Brief Announcement: Generative Markov Model for Distributed Computing Systems
Title: Overview: A Generative Markov Model Approach for Distributed Computing Infrastructures
Abstract: New distributed computing frameworks, including the computing continuum, are characterized by their intrinsic complexity, stochasticity, and heterogeneity. To maximize the efficiency and effectiveness of resource utilization throughout these expansive systems, there is a critical need for a cohesive formal modeling approach. This paper introduces a comprehensive framework that represents distributed computing systems as a generative Markov model, structured around a defined system state. Within this architecture, the system state is broken down into high-dimensional variables, which are subsequently factorized by their individual components. This decomposition captures the sparse dependency patterns typical of distributed environments, resulting in a computationally tractable model. Consequently, the framework facilitates simulation, inference, and policy learning even when dealing with otherwise unmanageable system states, thereby connecting distributed computing with Markov chain theory and reinforcement learning (RL).
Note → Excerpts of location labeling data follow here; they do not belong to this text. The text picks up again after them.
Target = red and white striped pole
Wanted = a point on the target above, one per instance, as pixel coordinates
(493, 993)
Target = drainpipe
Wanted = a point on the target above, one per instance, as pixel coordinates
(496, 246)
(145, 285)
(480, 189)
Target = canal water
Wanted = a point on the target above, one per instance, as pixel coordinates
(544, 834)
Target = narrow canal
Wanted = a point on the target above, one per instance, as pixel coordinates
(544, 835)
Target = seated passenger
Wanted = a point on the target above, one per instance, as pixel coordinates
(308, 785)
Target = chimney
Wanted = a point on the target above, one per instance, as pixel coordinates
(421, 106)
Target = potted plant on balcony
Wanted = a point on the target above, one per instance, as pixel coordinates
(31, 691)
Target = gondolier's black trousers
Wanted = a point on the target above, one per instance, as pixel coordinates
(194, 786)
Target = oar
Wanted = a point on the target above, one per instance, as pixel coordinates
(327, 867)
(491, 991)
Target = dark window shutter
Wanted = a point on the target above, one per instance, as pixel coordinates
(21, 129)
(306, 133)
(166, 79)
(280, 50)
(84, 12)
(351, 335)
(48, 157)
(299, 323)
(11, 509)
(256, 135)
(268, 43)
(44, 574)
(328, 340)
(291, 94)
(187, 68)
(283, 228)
The utility of this framework is illustrated through a case study focused on collaborative AI inference. In this scenario, a central server integrates its own computational power with resources contributed by service users. The findings indicate that as the system scales, centralized scheduling emerges as a performance bottleneck. In contrast, distributing computational tasks across user-owned devices leads to decreased latency and lower resource demands on the server. These results underscore the importance of adaptive decision-making mechanisms in distributed systems and validate the proposed framework’s effectiveness for modeling, simulation, and optimization purposes.